Developing the Web-based corporate sales centre application at YRC required IT to loosen up and retool its thought processes about Web development. It meant abandoning its traditional ASP, back-end server approach to developing presentation and content delivery in one program for a more dynamic Ajax-like approach to deliver XML data separately from the static presentation page directly to a user's Web browser. The potential benefit was clear: It would minimize CPU, bandwidth and end- user response time. But at the time, the acronym Ajax didn't even exist and the approach was neither widely employed nor well understood.

It was critical to manage the risks associated with the changes the new system would require of both IT and the system's users. To get buy-in from the IT staff, project leaders explained the advantages of the new Web development approach and how it would work.
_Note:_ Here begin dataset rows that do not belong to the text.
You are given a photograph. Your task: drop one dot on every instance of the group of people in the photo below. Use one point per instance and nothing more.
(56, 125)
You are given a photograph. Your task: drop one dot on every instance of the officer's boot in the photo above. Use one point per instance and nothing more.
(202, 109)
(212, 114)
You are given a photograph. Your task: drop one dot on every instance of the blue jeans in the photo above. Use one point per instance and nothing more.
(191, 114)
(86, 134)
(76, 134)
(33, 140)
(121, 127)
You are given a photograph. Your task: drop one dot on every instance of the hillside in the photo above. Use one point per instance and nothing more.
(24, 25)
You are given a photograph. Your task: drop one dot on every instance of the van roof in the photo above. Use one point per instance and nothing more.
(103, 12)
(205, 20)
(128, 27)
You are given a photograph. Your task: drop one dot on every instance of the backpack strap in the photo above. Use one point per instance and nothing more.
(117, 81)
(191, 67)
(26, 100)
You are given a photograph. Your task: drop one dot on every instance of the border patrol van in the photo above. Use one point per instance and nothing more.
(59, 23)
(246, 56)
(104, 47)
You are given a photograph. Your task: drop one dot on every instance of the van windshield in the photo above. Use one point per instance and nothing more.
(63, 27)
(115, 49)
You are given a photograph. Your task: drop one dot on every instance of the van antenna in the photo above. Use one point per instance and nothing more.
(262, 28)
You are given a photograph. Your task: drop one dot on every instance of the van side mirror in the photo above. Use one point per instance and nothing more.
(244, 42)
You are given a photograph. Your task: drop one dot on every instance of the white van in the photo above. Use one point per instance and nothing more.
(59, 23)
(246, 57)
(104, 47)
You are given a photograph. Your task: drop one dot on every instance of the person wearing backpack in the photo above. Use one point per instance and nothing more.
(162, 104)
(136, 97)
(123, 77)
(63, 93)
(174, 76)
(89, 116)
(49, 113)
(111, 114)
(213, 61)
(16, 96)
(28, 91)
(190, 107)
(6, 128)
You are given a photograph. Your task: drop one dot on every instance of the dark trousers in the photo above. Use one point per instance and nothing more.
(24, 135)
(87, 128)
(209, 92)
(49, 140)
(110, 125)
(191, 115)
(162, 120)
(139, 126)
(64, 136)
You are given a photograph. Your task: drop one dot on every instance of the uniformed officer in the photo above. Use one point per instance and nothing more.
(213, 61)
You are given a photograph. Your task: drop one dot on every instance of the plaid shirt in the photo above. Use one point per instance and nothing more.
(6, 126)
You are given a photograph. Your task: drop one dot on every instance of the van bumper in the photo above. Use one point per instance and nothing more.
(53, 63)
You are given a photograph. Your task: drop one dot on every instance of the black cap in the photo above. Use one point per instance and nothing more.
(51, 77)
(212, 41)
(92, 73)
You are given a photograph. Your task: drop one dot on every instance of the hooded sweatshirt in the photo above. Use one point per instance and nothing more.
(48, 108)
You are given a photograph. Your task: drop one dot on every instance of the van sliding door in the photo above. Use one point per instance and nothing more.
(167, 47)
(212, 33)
To make sure the affected customer service constituency was on board, YRC used a team-based approach to gather requirements and develop the application, involving representatives from the eight business groups affected. The team employed an appreciative inquiry tool that allowed them to envision the new call centre improvements and build consensus around the proposed changes in business processes.

"Having processes and standards shouldn't discourage creativity, as long as there is a part of your process for problem solving," says YRC CIO Rapken. "You have to continue to encourage folks to think creatively, position it as a problem to solve, and then get out of their way." (For a view on how a misguided obsession with process improvement could well be killing innovation, read "Disrupt and Prosper, Conform and Languish", page 60.)

The new mix of technologies and Web development methodology is now being used to enable top-line growth for other YRC projects that require a rich and high-speed end-user experience. "Enabling revenue generation will be a continued focus," says Rapken. "That's good for the business. And it's good for IT."

At Ball State, IT's role has transformed rapidly from enforcing standards and technology choices to exploring and testing the newest technology and its revenue-generating potential. But Smitherman is careful to make sure IT does not abandon its core customers as it pursues emerging technologies.

"If you're going to take risks like this, you need to mediate the imposition on the rest of your customers," says Smitherman. "And spread the benefit to as many constituencies as possible."

For example, Smitherman positioned the Digital Middletown Project and the Office of Wireless Research and Mapping that grew out of it as an opportunity for Ball State's students to get work experience to make them more marketable and for faculty to do applied research in their areas of study. Internal constituents such as the geography department and the Teacher's College got involved and benefited.

With the project, IT proved its flexibility and out-of-the-box thinking - and its ability to make money. "Every time you have a success, that gives you more credibility," says Smitherman. "It gives us the freedom to do other things that will not only continue to cut the institution's costs but also have the possibility to generate revenue."

Smitherman and his team are currently looking at the success of such ventures as rich media site JibJab and social networking site FaceBook and exploring the ways in which Ball State might profit from such IT applications. Perhaps, there's even a business spin-off in there somewhere.

"The real opportunities for generating revenue all come from the intelligent use of technology," says Smitherman. "And what better place is there to do that than in IT?"